Widgets in a technical sense are small chunks of html code (either <embed> or <object> tags or both) which can be added to any web page (by editing the page's source of course). The chunk of widget code usually points to a javascript or flash file. When the web page comes up next time, this chunk of code makes the javascript or flash code execute and creates a part of the web page. The important thing to understand here is that the content is created not on the server side but on the client side.

So why was this "searchability" thing tricky? 

Simply because search engines when searching pages for keywords, are only able to search the http response corresponding to a request made for the page. In other words, search engines can only look into the equivalent of "view source" i.e. server side generated content. Since widget code executes on the client side (i.e. the browser), the content generated by a widget is just not seen by a search engine.

Now that pretty much means that such widgets cannot be searchable in the way the requirement above wanted that "searchability". While that is true, there is a workaround to this technical limitation. Before that here's how the architecture of the solution looked like before the searchability requirement came in. For the sake of understanding, "vendor" refers to my company that hosts the platform, "client" is the company which is the user of the widget platform and and creates and embeds widgets in their pages, "outside world" is..well, the outside world and "end user" is someone who views pages served from the client's domain.
Both the diagrams below don't show up in full in the normal view. Please click on the image to see the full picture.

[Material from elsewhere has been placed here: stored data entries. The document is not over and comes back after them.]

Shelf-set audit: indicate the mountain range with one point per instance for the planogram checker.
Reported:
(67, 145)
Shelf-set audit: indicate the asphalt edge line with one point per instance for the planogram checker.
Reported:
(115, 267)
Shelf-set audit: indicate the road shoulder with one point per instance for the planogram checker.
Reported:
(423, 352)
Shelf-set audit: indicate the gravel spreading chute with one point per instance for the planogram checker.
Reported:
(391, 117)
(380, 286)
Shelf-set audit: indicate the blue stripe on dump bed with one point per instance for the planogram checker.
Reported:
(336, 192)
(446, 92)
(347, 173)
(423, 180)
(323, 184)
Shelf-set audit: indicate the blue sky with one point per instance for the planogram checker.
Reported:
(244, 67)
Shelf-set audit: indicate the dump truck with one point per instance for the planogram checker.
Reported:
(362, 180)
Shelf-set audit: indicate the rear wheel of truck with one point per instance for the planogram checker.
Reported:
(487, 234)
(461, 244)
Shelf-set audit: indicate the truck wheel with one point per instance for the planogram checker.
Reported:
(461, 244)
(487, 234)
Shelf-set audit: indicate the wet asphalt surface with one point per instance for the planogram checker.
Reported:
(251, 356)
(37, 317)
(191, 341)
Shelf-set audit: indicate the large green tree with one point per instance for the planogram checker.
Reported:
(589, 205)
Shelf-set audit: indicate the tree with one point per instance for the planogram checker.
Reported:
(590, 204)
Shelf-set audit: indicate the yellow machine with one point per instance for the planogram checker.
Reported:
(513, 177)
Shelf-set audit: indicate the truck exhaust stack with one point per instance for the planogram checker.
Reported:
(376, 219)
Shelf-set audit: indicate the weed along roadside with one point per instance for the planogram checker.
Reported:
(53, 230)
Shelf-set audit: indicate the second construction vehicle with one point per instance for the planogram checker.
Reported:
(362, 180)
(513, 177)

After the "searchability" requirement came in, we had to implement a workaround which meant that for widgets where searchability was a requirement, the widget platform in addition to generating widget embed code, also generated another chunk of server side code. The language of that code could be Java, Perl, PHP etc.  The additional server side code would make a call to a REST API exposed by the vendor platform. This REST API would be something like www.vendor.com/api/getkeywords/[widgetID]. This API would then return an XML containing keywords related to the widget's content. The server side code, after obtaining this XML, would parse out the keywords and insert a html meta tag with the keywords in them (something like <meta name="keywords" content="string1, string2" />).

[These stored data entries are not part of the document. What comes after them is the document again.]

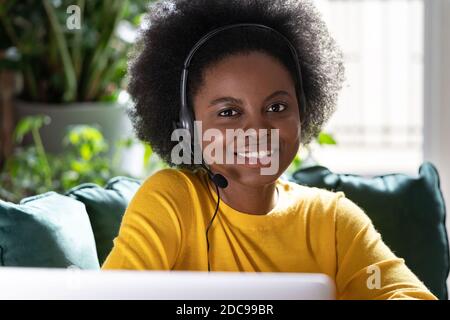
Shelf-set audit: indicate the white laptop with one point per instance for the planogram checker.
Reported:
(62, 284)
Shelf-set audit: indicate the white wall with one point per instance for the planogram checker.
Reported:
(436, 145)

The diagram below depicts this change:


This enabled us to make the widgets searchable to some extent though adding meta tags with keywords is only one of the many things that one can do to make a web page search engine friendly.


The funny thing though was this was less of a technical and more of a "political" challenge. Our view technology for widgets was flash and questions were raised about the searchability of flash content. Suggestions were made that if the widgets had been done in html/javascript they would somehow be more searchable. It took some time to convince the client that any content created on the client side is not searchable, period. The technology creating that content doesn't matter.